“We knew this direction was a long shot… The answer now is for us, return to the political process. All is not lost at the Supreme Court level, in that there still will no doubt be a case from Massachusetts or California that will reach the Supreme Court and get some direction on the issue of marriage.”
Harry Jackson, an anti-gay preacher from Maryland who has been working for the last couple of years to block (and now overturn) lesbian and gay marriage rights. He was turned down yesterday by the US Supreme Court. (CNN)
Jackson has been working with a number of local and national groups including members of the National Organization for Marriage, Alliance Defense Fund, Family Research Council, several African-American baptist preachers and the head of Washington’s Catholic Archdiocese, Donald Wuerl.
He seeks to have the voters of Washington, DC weigh in through a public referendum. Jackson has been told numerous times and in numerous ways that such a ballot measure would violate the District of Columbia’s human rights ordinances, and that a referendum would be an extraordinary and unprecedented measure on such a civil rights matter. The legitimacy of Jackson’s District residency had been questioned in 2009, but he was allowed to continue filing complaints.
”No self-respecting resident of the District of Columbia would ever want to ask the Congress of the United States to overturn local laws, any more than any Baltimorean or Virginian would ask the Congress to overturn local law.”
Del. Eleanor Holmes Norton, Washington’s only (nonvoting) Congressional voice, calling out people like Harry Jackson and Brian Brown of the National Organization for Marriage who seek to overturn same-sex marriage in DC. (She has also refered to other issues like needle exchange and legalization of medical marijuana.) NOM’s Brown tells The Washington Post that he will ask Congress for assistance. (Washington Post)
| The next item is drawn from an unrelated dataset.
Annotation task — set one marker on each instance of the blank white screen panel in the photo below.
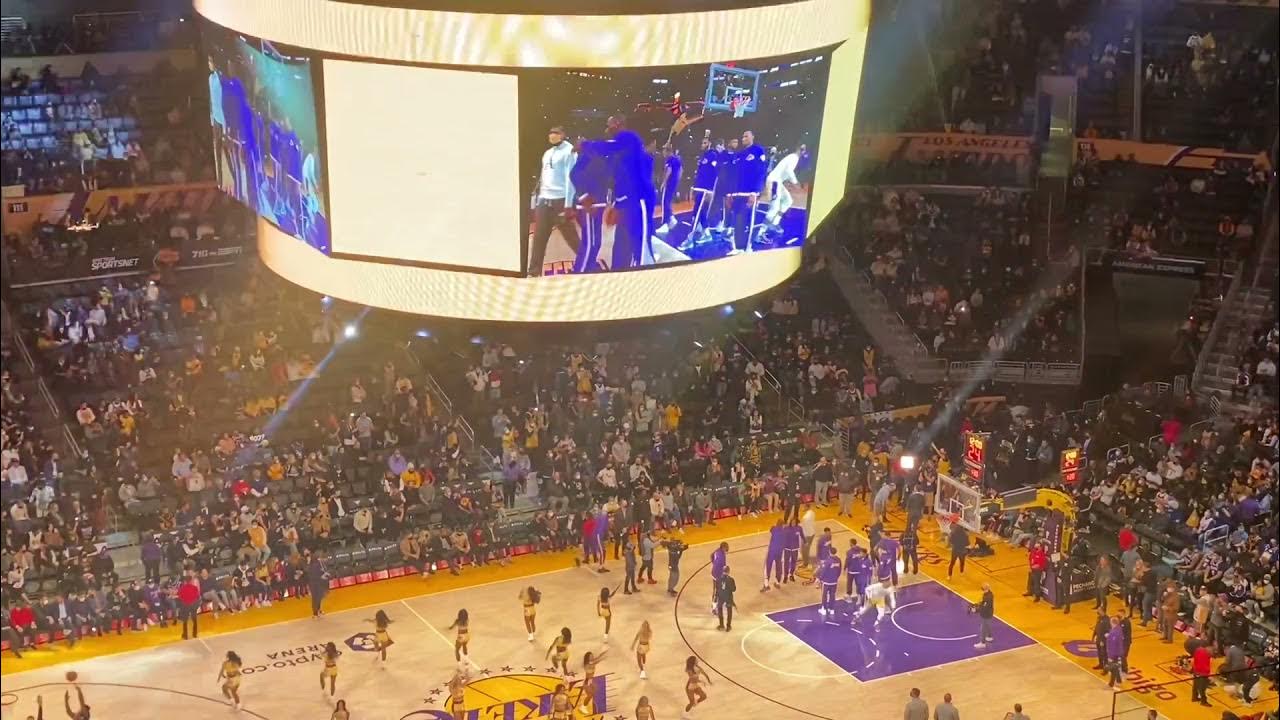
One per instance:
(421, 164)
Brown’s wish is no surprise, especially since social conservatives now control the House of Representatives. The new Republican majority gives them control of committees that oversee legal and financial matters that affect all DC residents.
It was feared that Jason Chaffetz (R-UT) would head the oversight committee. (He made anti-gay marriage moves in January and in November of last year.) But it was announced yesterday that freshman Trey Gowdy (R-SC) and Paul Gosar (R-AZ) will head the Subcomittee on Health Care, District of Columbia, Census and National Archives. (Washington Post)
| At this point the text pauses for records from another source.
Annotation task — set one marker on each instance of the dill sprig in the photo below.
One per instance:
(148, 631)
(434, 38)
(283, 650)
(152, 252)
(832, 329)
The Washington Post also reports that Jo Ann Emerson (R-MO) will chair the Financial Services Subcommittee that oversees the District’s budget. (Washington Post)
The Christian Coalition of America lists Gosar as supporting a Federal Marriage Amendment to ban same-sex marriages. And, according to OnTheIssues, Emerson wanted a Constitutional Amendment to ban gay marriage. Gowdy’s marriage views do not seem to be as evident yet.